Part 4, “Discourses of Desire,” includes three essays that reflect on how ways of naming and discussing heterosexuality—in medical literature, in religious language about “Judeo-Christian morality,” and in a political scandal—emerged and evolved over time. Sarah Rodriguez, a historian of medicine, explains how the episiotomy, a foundational practice in obstetrics, was developed in the 1920s by the physician Joseph DeLee, in part as a way to “restore virginal conditions” (tighten the opening of the vagina) following childbirth. This physical association between women’s anatomy and heterosexuality defined “normal” sexual function in terms of a male penetrative partner’s satisfaction while making the episiotomy a “normal” clinical practice in obstetrical care. Heather R. White, a scholar of religion, asks how the terms “Judeo-Christian” and “heterosexuality” came to be associated in American religious discourse. She finds that religious conservatives linked their definitions of “Judeo-Christian morality” to their vision of a sexually moral, religiously guided, and heteronormative past. Andrea Friedman’s essay on the politics of sexual humiliation and feminism in the Lewinsky-Clinton scandal concludes this section and rounds out our book. The scandal all at once revealed the reach, limitations, and contradictions of late second-wave feminist critiques of the sexual economy of heterosexuality. Friedman’s essay illuminates how much controversy remained about the contours and content of heterosexual desire even into the early twenty-first century. Lewinsky refuted the associations with sexual humiliation that many feminists assigned to her trysts with President Bill Clinton in 1998, yet more recently she has reconsidered the relationship between power and desire in light of the #MeToo movement, which originated in 2006 with the civil rights activist and women’s advocate Tarana Burke.

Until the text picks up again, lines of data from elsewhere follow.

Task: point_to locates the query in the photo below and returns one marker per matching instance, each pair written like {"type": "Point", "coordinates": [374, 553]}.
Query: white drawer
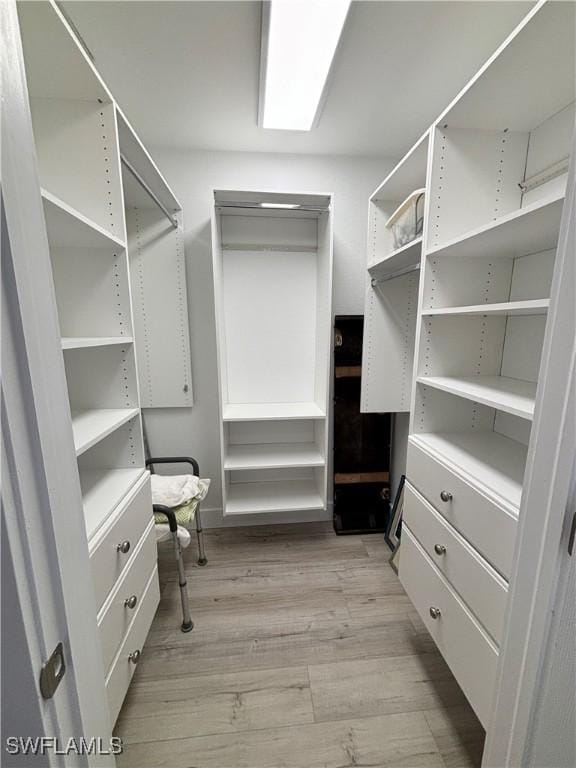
{"type": "Point", "coordinates": [482, 589]}
{"type": "Point", "coordinates": [468, 650]}
{"type": "Point", "coordinates": [127, 524]}
{"type": "Point", "coordinates": [115, 616]}
{"type": "Point", "coordinates": [123, 668]}
{"type": "Point", "coordinates": [489, 528]}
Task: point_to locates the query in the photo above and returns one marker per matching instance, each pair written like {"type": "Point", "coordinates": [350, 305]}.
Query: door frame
{"type": "Point", "coordinates": [42, 517]}
{"type": "Point", "coordinates": [543, 512]}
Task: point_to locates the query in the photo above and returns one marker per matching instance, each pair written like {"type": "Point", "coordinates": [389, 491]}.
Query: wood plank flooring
{"type": "Point", "coordinates": [306, 653]}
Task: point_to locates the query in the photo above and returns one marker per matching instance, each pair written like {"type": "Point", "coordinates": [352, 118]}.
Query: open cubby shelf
{"type": "Point", "coordinates": [91, 426]}
{"type": "Point", "coordinates": [83, 342]}
{"type": "Point", "coordinates": [489, 459]}
{"type": "Point", "coordinates": [500, 392]}
{"type": "Point", "coordinates": [527, 230]}
{"type": "Point", "coordinates": [524, 307]}
{"type": "Point", "coordinates": [102, 490]}
{"type": "Point", "coordinates": [68, 228]}
{"type": "Point", "coordinates": [402, 258]}
{"type": "Point", "coordinates": [273, 456]}
{"type": "Point", "coordinates": [271, 411]}
{"type": "Point", "coordinates": [273, 496]}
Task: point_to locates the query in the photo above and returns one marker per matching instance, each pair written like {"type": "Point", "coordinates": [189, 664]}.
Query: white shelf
{"type": "Point", "coordinates": [273, 456]}
{"type": "Point", "coordinates": [82, 342]}
{"type": "Point", "coordinates": [271, 411]}
{"type": "Point", "coordinates": [68, 228]}
{"type": "Point", "coordinates": [102, 490]}
{"type": "Point", "coordinates": [89, 427]}
{"type": "Point", "coordinates": [528, 230]}
{"type": "Point", "coordinates": [508, 395]}
{"type": "Point", "coordinates": [526, 307]}
{"type": "Point", "coordinates": [488, 458]}
{"type": "Point", "coordinates": [402, 258]}
{"type": "Point", "coordinates": [273, 496]}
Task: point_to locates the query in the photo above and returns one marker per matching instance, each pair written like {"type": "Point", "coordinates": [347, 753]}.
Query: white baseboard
{"type": "Point", "coordinates": [213, 517]}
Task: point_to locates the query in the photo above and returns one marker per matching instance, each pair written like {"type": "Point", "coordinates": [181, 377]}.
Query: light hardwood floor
{"type": "Point", "coordinates": [306, 653]}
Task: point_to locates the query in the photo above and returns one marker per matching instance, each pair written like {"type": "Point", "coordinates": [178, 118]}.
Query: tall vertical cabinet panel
{"type": "Point", "coordinates": [391, 297]}
{"type": "Point", "coordinates": [273, 294]}
{"type": "Point", "coordinates": [76, 131]}
{"type": "Point", "coordinates": [499, 156]}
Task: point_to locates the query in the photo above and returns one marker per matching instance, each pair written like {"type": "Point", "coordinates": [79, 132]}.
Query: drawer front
{"type": "Point", "coordinates": [116, 616]}
{"type": "Point", "coordinates": [126, 524]}
{"type": "Point", "coordinates": [481, 588]}
{"type": "Point", "coordinates": [490, 529]}
{"type": "Point", "coordinates": [468, 651]}
{"type": "Point", "coordinates": [123, 668]}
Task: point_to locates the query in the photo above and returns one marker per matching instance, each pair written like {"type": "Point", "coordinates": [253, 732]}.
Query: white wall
{"type": "Point", "coordinates": [193, 175]}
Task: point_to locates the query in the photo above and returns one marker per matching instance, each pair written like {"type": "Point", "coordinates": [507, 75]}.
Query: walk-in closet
{"type": "Point", "coordinates": [288, 383]}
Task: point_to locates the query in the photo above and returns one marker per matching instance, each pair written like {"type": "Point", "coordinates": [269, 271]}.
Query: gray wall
{"type": "Point", "coordinates": [193, 175]}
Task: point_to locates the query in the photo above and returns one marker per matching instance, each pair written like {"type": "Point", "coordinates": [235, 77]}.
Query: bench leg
{"type": "Point", "coordinates": [187, 623]}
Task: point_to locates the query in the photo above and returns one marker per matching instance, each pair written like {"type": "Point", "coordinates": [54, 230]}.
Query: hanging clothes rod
{"type": "Point", "coordinates": [273, 207]}
{"type": "Point", "coordinates": [128, 165]}
{"type": "Point", "coordinates": [399, 272]}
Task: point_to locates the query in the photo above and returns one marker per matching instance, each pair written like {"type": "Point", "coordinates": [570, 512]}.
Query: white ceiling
{"type": "Point", "coordinates": [186, 73]}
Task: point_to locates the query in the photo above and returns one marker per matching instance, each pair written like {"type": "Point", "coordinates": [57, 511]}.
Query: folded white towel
{"type": "Point", "coordinates": [175, 490]}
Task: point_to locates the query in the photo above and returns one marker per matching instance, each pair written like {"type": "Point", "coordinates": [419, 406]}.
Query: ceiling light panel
{"type": "Point", "coordinates": [302, 37]}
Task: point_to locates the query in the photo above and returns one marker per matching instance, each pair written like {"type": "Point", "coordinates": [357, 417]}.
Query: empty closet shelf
{"type": "Point", "coordinates": [509, 395]}
{"type": "Point", "coordinates": [68, 228]}
{"type": "Point", "coordinates": [528, 230]}
{"type": "Point", "coordinates": [489, 459]}
{"type": "Point", "coordinates": [273, 456]}
{"type": "Point", "coordinates": [81, 342]}
{"type": "Point", "coordinates": [272, 496]}
{"type": "Point", "coordinates": [91, 426]}
{"type": "Point", "coordinates": [271, 411]}
{"type": "Point", "coordinates": [102, 491]}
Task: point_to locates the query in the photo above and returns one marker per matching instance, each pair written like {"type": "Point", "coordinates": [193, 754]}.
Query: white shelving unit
{"type": "Point", "coordinates": [273, 259]}
{"type": "Point", "coordinates": [82, 140]}
{"type": "Point", "coordinates": [154, 225]}
{"type": "Point", "coordinates": [497, 169]}
{"type": "Point", "coordinates": [391, 296]}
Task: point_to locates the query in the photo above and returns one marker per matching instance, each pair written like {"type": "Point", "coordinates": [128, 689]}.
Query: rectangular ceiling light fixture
{"type": "Point", "coordinates": [299, 40]}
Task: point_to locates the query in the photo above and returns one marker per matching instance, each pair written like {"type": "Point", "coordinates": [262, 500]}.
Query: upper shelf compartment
{"type": "Point", "coordinates": [56, 65]}
{"type": "Point", "coordinates": [73, 120]}
{"type": "Point", "coordinates": [537, 58]}
{"type": "Point", "coordinates": [135, 157]}
{"type": "Point", "coordinates": [500, 151]}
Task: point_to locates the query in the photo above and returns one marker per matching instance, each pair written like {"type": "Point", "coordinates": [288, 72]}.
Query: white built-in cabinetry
{"type": "Point", "coordinates": [272, 257]}
{"type": "Point", "coordinates": [80, 136]}
{"type": "Point", "coordinates": [495, 168]}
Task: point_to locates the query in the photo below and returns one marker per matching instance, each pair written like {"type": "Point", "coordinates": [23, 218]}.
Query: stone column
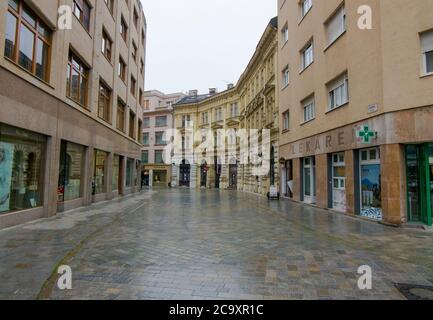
{"type": "Point", "coordinates": [88, 175]}
{"type": "Point", "coordinates": [109, 176]}
{"type": "Point", "coordinates": [51, 176]}
{"type": "Point", "coordinates": [322, 180]}
{"type": "Point", "coordinates": [393, 183]}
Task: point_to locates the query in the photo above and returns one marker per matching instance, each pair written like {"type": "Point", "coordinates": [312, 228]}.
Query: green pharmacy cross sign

Together, these original essays offer myriad ways to reconsider what different-sex desire and erotic activity have meant in specific contexts and across time—not to mention what it means to write a history of heterosexuality itself. They call attention to the relationship between desire and differences of gender, race, and class. As histories of ideas and of experiences, these essays consider the relationship between differences, desires, politics, and cultures. Rather than unseen, fixed, or predetermined, heterosexuality has a complicated history. We hope this volume of essays will inspire others to continue to investigate its complex and even vexed past and present.